亮介はなんだか照れくさそうにして、葉月を背負って歩き始めたのだが……

「パパ──……パパ……嬉しい……パパ……」

葉月は亮介の首にしがみついて……ボロボロと泣き続けるだけ……。

亮介の首に……その涙の筋がいくつか流れて……

彼が着ている黒いアンダーのランニングに染み込んで行く……。

「中将──ヘリに献血台も手配して

合いそうな血液型の隊員が向かっていますから……早く!」

マイクのせかす声……でも、亮介はうつむいたまま動こうとしなかった。

彼も……父親の彼もなんだか感極まった顔をしているのだ。

それを見て……何故か? 隼人の横にいる達也まで泣いているじゃないか!?

「どうしたの? 海野中佐??」

隼人がびっくり……そう言うと……達也は鼻をすすって……

「だってよぅ……あんな『可愛い葉月』久振りに見たし……

あんな娘らしい葉月……やっと見られたというか……?」

そう──この男こそ……隼人以上に……

悔しいが……やっぱり隼人より長く葉月を見てきた男なのだ。

隼人は……亮介を最後に動かしたかもしれない……

でも……動かすように教えてくれたのは……この達也なのだ……。

勿論──隼人だって葉月の『娘らしい姿』を見られて感激はしているのだが……

達也のように涙を流すまでには至らない……。

それだけ──彼は……もっと隼人以上に……葉月と苦難の付き合いをしてきたと言う事。

でも──

隼人はこれから……。これからなのだ……。

もっと、もっと──今まで以上を葉月と築き上げて行かねばならないのだ。

いや──築くべきなのだ……。

だから──泣かない。

これからは……『笑顔』

「帰ろう? 葉月──『パパと一緒に帰ろう』」

隼人が笑顔で泣いてばかりの葉月の栗毛を撫でると……

「皆……一緒よね?」

泣いていた葉月がやっと微笑んでくれた。

「ああ。 パパも……俺も……達也も一緒に……帰るよ。リトルレイと一緒にね」

「……うん……

あ──あのね? 隼人さん……左のポケットから出して?」

「? 何を??」

「沙也加ママのお守り……ママ来てくれたわよ? こっちに来るなって」

「──!? 本当かよ? またまたぁ……」

隼人のそう願っていただけに……思わず驚き……そしてその言葉を否定しようとした。

でも──葉月はニッコリ……

「そうね……私の幻覚だったと思うけど……隼人さんが持たせてくれたから

なんだか──そんな風な幻覚を見て、自分を励ますことが出来たと思うの

だから──隼人さんに返す……隼人さんも持っていた方が良いわよ?」

妙に説得力のある葉月の『お守りのあり方』

だから──隼人も……納得して……葉月の左ポケットからそっと

指で探って……白い巾着を取り出すと……なんだか巾着以外にも何か入っていて

それごと隼人は手の中に出してみた。

「──!!」

手の中に戻ってきたその巾着をみて……隼人は息を呑んだ。

隼人の手の中を覗き込んだ達也も……。

白かった巾着が……ほぼ半分以上真っ赤に染まってしまったのだ。

そう──葉月の血で……。

「ゴメンね……大切な、お守り……汚れちゃったね……」

葉月も確かめて……ガッカリしたようだったが。

「そんな事……違うよ。
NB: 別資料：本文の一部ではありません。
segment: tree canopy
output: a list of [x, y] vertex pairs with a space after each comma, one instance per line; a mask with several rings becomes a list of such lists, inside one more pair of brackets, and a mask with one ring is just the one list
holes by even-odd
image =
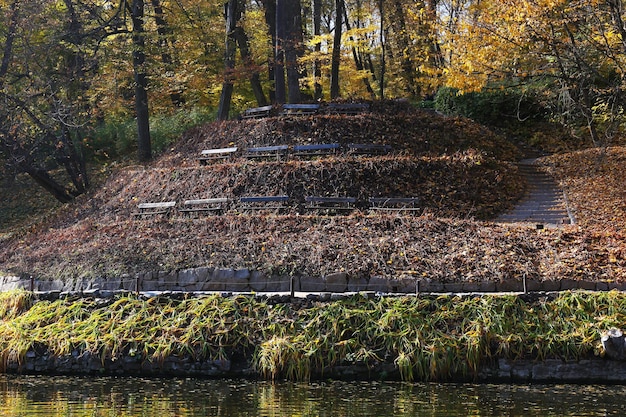
[[135, 119], [148, 160], [159, 115], [443, 86], [514, 87], [606, 144], [624, 125], [624, 15], [620, 0], [0, 0], [0, 153], [69, 201], [103, 125]]

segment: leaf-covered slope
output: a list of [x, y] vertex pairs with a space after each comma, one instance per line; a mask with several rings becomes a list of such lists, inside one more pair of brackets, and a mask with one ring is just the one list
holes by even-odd
[[[277, 126], [284, 128], [288, 123], [293, 129], [283, 132], [280, 143], [328, 141], [330, 136], [304, 138], [293, 132], [315, 123], [327, 123], [334, 129], [340, 129], [342, 123], [362, 126], [374, 117], [378, 118], [371, 125], [375, 132], [396, 133], [383, 141], [378, 133], [361, 129], [358, 134], [358, 129], [346, 127], [342, 143], [386, 142], [394, 149], [406, 144], [402, 151], [384, 157], [342, 155], [315, 161], [236, 158], [208, 166], [200, 166], [196, 160], [201, 149], [278, 143], [269, 140], [278, 137]], [[540, 280], [626, 278], [619, 228], [601, 232], [606, 229], [581, 221], [585, 228], [537, 231], [488, 221], [510, 206], [524, 189], [512, 164], [514, 148], [505, 141], [462, 119], [407, 113], [398, 129], [394, 117], [387, 125], [384, 117], [372, 114], [233, 121], [195, 129], [151, 166], [116, 172], [91, 196], [61, 210], [48, 226], [5, 239], [0, 269], [48, 278], [197, 266], [303, 275], [343, 270], [355, 277], [408, 274], [439, 281], [524, 276]], [[432, 133], [436, 129], [428, 127], [432, 124], [447, 133], [437, 131], [437, 136]], [[258, 133], [270, 131], [274, 133]], [[429, 136], [418, 132], [429, 132]], [[553, 157], [549, 162], [557, 177], [568, 185], [575, 180], [577, 169], [588, 166], [591, 155]], [[619, 161], [619, 155], [623, 150], [610, 152], [607, 164], [614, 156]], [[617, 170], [612, 169], [615, 175], [611, 183], [619, 184]], [[590, 172], [586, 179], [590, 183], [601, 181], [602, 172]], [[608, 210], [594, 211], [592, 203], [586, 201], [589, 195], [577, 194], [579, 188], [568, 185], [579, 220], [586, 213], [598, 213], [593, 215], [598, 224], [611, 223], [614, 216], [606, 217]], [[606, 199], [604, 194], [611, 194], [606, 187], [594, 191], [598, 206], [602, 202], [619, 205], [619, 200]], [[143, 201], [181, 202], [218, 196], [236, 200], [242, 195], [283, 193], [296, 201], [308, 194], [351, 195], [360, 200], [411, 195], [421, 199], [423, 213], [397, 216], [364, 211], [325, 217], [298, 214], [294, 209], [276, 216], [245, 214], [234, 206], [220, 216], [175, 214], [146, 220], [132, 216], [137, 203]], [[623, 218], [621, 221], [618, 224], [623, 225]]]

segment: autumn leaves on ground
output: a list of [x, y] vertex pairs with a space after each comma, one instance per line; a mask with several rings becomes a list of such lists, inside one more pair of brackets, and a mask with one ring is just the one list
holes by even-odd
[[[385, 156], [242, 157], [201, 166], [202, 149], [386, 143]], [[626, 149], [555, 154], [542, 165], [566, 189], [577, 224], [502, 225], [526, 185], [509, 141], [466, 119], [404, 106], [356, 116], [270, 117], [189, 131], [149, 166], [114, 170], [90, 195], [36, 226], [0, 230], [0, 272], [79, 278], [198, 266], [303, 276], [405, 276], [451, 281], [626, 280]], [[4, 191], [3, 191], [4, 193]], [[293, 210], [140, 219], [140, 202], [287, 194]], [[418, 197], [419, 215], [296, 208], [306, 195]]]

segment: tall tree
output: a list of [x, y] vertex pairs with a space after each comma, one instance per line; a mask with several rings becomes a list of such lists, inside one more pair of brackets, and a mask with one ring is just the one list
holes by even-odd
[[330, 70], [330, 98], [339, 97], [339, 67], [341, 65], [341, 34], [343, 26], [343, 0], [335, 0], [335, 34]]
[[[14, 0], [2, 15], [0, 153], [66, 203], [89, 186], [74, 136], [89, 114], [84, 53], [97, 30], [84, 30], [74, 3], [63, 5]], [[64, 178], [52, 174], [58, 167]]]
[[224, 5], [224, 15], [226, 18], [226, 48], [224, 52], [224, 81], [222, 83], [222, 93], [220, 103], [217, 108], [217, 118], [219, 120], [228, 119], [230, 112], [230, 102], [233, 94], [233, 71], [235, 69], [235, 53], [237, 39], [235, 31], [237, 21], [241, 16], [238, 0], [229, 0]]
[[[321, 0], [313, 0], [313, 35], [316, 38], [322, 34], [322, 2]], [[322, 68], [319, 59], [320, 52], [322, 52], [322, 43], [320, 41], [315, 42], [315, 61], [313, 62], [313, 97], [316, 100], [322, 98]]]
[[148, 77], [146, 75], [144, 2], [133, 0], [133, 71], [135, 77], [135, 113], [137, 116], [137, 151], [140, 161], [152, 159], [150, 112], [148, 109]]
[[298, 58], [302, 55], [302, 4], [300, 0], [290, 0], [287, 4], [287, 39], [285, 42], [287, 95], [290, 103], [298, 103], [301, 100]]

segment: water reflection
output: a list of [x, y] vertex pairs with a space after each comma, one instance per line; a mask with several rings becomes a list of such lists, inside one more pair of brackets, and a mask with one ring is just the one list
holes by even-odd
[[624, 386], [0, 376], [0, 415], [607, 416]]

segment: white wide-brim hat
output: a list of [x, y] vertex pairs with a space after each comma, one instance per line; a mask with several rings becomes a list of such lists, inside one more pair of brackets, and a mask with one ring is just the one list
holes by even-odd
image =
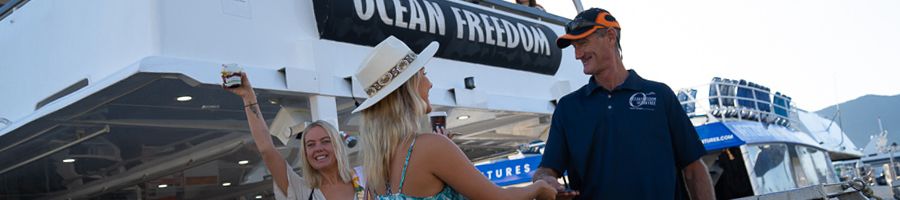
[[363, 61], [359, 71], [353, 76], [353, 82], [362, 88], [369, 96], [359, 107], [353, 110], [356, 113], [375, 105], [385, 96], [397, 90], [409, 78], [425, 67], [434, 54], [437, 53], [440, 44], [431, 42], [422, 52], [416, 54], [394, 36], [390, 36], [378, 45], [372, 53]]

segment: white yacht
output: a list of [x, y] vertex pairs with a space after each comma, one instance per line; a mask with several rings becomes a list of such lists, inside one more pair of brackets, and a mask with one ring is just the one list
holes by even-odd
[[[454, 141], [495, 183], [527, 182], [555, 100], [588, 80], [553, 46], [568, 20], [500, 0], [0, 0], [0, 199], [272, 199], [221, 66], [250, 74], [296, 164], [304, 122], [359, 134], [349, 77], [390, 35], [441, 43], [426, 71]], [[835, 183], [831, 159], [858, 157], [747, 88], [679, 91], [722, 195]]]
[[715, 77], [677, 95], [708, 151], [720, 199], [821, 197], [802, 194], [840, 185], [832, 161], [862, 156], [840, 128], [826, 128], [831, 120], [750, 81]]

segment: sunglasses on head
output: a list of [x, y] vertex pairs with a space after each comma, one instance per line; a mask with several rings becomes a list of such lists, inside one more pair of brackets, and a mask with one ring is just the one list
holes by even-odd
[[566, 33], [572, 35], [579, 35], [584, 32], [587, 32], [594, 28], [594, 26], [599, 26], [600, 28], [609, 28], [603, 24], [598, 24], [592, 21], [586, 21], [582, 19], [572, 20], [568, 24], [566, 24]]

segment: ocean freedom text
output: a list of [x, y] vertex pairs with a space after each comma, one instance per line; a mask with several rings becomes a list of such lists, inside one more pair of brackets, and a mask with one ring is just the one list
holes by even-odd
[[[393, 12], [385, 1], [391, 1]], [[406, 3], [406, 5], [403, 5]], [[380, 20], [385, 25], [446, 36], [447, 19], [455, 19], [457, 39], [469, 40], [510, 49], [521, 48], [527, 52], [550, 56], [547, 34], [534, 26], [484, 13], [450, 6], [444, 13], [440, 5], [429, 0], [354, 0], [356, 15], [363, 21]], [[373, 19], [373, 18], [378, 19]]]

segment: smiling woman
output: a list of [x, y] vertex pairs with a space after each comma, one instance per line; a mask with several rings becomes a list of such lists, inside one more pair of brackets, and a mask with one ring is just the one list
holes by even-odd
[[[236, 88], [225, 88], [244, 100], [244, 111], [250, 133], [259, 150], [260, 157], [272, 174], [275, 182], [275, 199], [356, 199], [357, 191], [361, 191], [358, 180], [353, 177], [353, 169], [347, 160], [347, 150], [337, 129], [325, 121], [316, 121], [306, 127], [300, 134], [303, 148], [300, 157], [303, 162], [303, 177], [294, 172], [275, 149], [269, 127], [260, 113], [256, 93], [241, 73], [241, 85]], [[304, 134], [305, 133], [305, 134]]]
[[321, 187], [323, 176], [333, 174], [344, 182], [353, 179], [347, 148], [340, 142], [341, 137], [334, 126], [326, 121], [316, 121], [300, 134], [303, 141], [303, 148], [300, 148], [301, 168], [307, 184], [314, 188]]

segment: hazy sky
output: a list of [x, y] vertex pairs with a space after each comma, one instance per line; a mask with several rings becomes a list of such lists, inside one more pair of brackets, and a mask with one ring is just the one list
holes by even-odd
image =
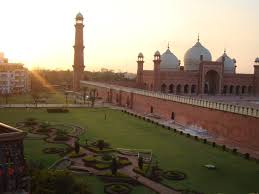
[[29, 68], [71, 69], [74, 18], [85, 17], [85, 65], [136, 71], [167, 42], [183, 61], [197, 40], [213, 60], [224, 48], [237, 59], [237, 71], [253, 72], [259, 56], [259, 0], [0, 0], [0, 51]]

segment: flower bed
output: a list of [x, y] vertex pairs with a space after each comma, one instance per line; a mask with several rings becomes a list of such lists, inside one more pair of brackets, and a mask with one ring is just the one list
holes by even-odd
[[168, 180], [183, 180], [186, 175], [183, 172], [169, 170], [163, 172], [163, 177]]
[[112, 183], [104, 186], [104, 192], [107, 194], [129, 194], [131, 191], [131, 186], [125, 183]]
[[50, 148], [44, 148], [42, 150], [45, 154], [63, 154], [67, 150], [65, 148], [55, 148], [55, 147], [50, 147]]
[[85, 156], [86, 154], [80, 149], [79, 153], [76, 153], [75, 151], [68, 154], [69, 158], [80, 158]]

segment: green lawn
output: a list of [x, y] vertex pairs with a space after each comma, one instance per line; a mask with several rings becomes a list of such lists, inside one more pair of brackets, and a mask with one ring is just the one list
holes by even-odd
[[[40, 97], [45, 98], [48, 104], [65, 104], [66, 97], [62, 92], [55, 93], [41, 93]], [[72, 103], [68, 98], [68, 102]], [[6, 98], [0, 96], [0, 104], [5, 104]], [[33, 98], [31, 94], [20, 94], [20, 95], [11, 95], [8, 97], [8, 104], [33, 104]]]
[[[107, 114], [107, 120], [104, 120]], [[259, 164], [223, 152], [172, 131], [109, 109], [70, 109], [67, 114], [48, 114], [44, 109], [1, 109], [1, 122], [15, 124], [28, 117], [42, 121], [77, 123], [87, 128], [80, 138], [104, 139], [113, 147], [152, 149], [163, 169], [187, 174], [184, 181], [167, 181], [174, 188], [205, 193], [243, 194], [259, 192]], [[34, 147], [34, 146], [33, 146]], [[33, 148], [25, 143], [27, 153]], [[29, 149], [31, 151], [29, 151]], [[34, 157], [34, 156], [32, 156]], [[217, 170], [208, 170], [214, 164]]]

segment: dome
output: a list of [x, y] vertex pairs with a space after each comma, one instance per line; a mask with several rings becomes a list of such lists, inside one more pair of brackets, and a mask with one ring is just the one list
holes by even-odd
[[143, 53], [139, 53], [138, 57], [142, 57], [143, 58], [144, 57]]
[[256, 57], [255, 63], [259, 63], [259, 57]]
[[84, 19], [84, 17], [80, 12], [78, 12], [78, 14], [76, 15], [76, 19]]
[[154, 56], [160, 56], [160, 52], [159, 51], [156, 51]]
[[236, 62], [236, 60], [231, 59], [227, 55], [226, 51], [224, 51], [224, 54], [217, 59], [217, 62], [223, 62], [223, 57], [225, 58], [225, 61], [224, 61], [224, 72], [225, 73], [235, 73], [235, 69], [236, 69], [235, 62]]
[[165, 53], [161, 55], [161, 63], [160, 69], [161, 70], [179, 70], [179, 60], [177, 57], [170, 51], [168, 48]]
[[210, 51], [202, 46], [198, 40], [198, 42], [184, 55], [184, 69], [187, 71], [199, 70], [201, 56], [203, 61], [211, 61], [212, 59]]

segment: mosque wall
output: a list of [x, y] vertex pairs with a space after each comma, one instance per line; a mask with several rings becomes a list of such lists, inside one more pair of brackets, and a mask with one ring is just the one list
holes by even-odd
[[[172, 113], [174, 113], [174, 119], [179, 124], [201, 127], [226, 138], [235, 146], [259, 150], [258, 110], [256, 112], [256, 110], [240, 109], [233, 105], [211, 104], [200, 100], [198, 103], [206, 105], [206, 107], [201, 107], [196, 106], [195, 103], [185, 103], [185, 100], [175, 102], [158, 98], [155, 94], [154, 96], [137, 94], [130, 88], [120, 90], [119, 88], [93, 87], [97, 88], [100, 97], [115, 105], [128, 107], [142, 114], [150, 113], [153, 107], [155, 115], [168, 120], [171, 120]], [[239, 114], [240, 111], [247, 111], [247, 114]]]

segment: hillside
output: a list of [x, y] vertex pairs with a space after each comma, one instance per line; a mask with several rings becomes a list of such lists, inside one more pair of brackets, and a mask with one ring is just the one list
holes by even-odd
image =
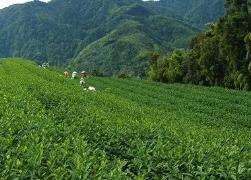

これは……」

隼人がなんとか上手く言おうとすると……

「兄さんのおふくろさんがお前の胸に当たらないように……避けてくれたんだな!

やっぱすごいな……お守りって! 上手く左肩腕付け根に命中したのは

このお守りのお陰かな? いや! 俺の腕前、まだまだかも!?」

達也がそういっておどけたので……隼人は驚いてしまったが……

「…………相変わらずね……」

葉月は達也のそんな熱演に……笑顔をこぼしてくれたのだ。

(こういう……男なんだな……)

隼人は……この憎めない男が……妙に好きになり始めていた。

そんな笑顔になった娘を肩越しで確かめた亮介も……

やっと湿っぽい顔から笑顔をこぼした。

「帰ろう……葉月」

「うん──パパ……」

笑顔を交わし合う父娘に……待ちかまえているマイクも

そして……隼人も、達也も微笑み合った。

忌まわしい遺体が横たわっている部屋をやっと出る。

階段で海兵員達がそんな父娘の『撤退』に敬礼をしていた。

「ご無事で……何より」

その中で……フォスター隊が階段に並んで葉月と亮介に敬礼を──。

「フォスター中佐……犯人の手元を撃ってくれたの誰?」

葉月がそう通りすがりに声をかけると……フォスターが一時躊躇ったのだが……

「サムです」

そう答えてくれたのを葉月は耳に留めて……

「父様……止まって?」

「なんだ?」

葉月がそう言ったのは……黒人のサムの前……。

サムと葉月の目が合う。

「サム……有り難う……もう少しで殺される所だったの……

見事な……一発だったわ……」

葉月が微笑むと……あんなに血気盛んだったサムが……

瞳にいっぱい涙を浮かべてしまっていたのだ……。

そうして──御園父娘が階段をいそしく降りていく中……

「サム? お前、血液何型?」

達也がそっと声をかける。

「B型だ。 後ですっ飛んで献血に行く!」

「そ。なら、いいんだ♪」

達也はそれだけ確かめたかったようで……さっと御園親子の後に付いてきた。

 

「俺もB型♪」

達也はそういって、もう『献血準備OK!』と、ばかりに袖をめくり始めたのだ。

「兄さんは? もしかしてA型じゃないの〜??」

妙に『ニヤリ』と微笑んだ達也に……隼人はもう、第一印象の『ガキ』に戻っているとため息ついた。

A型だと、葉月への輸血は『適合外』、隼人がA型なら役に立たないと言いたいのだろう?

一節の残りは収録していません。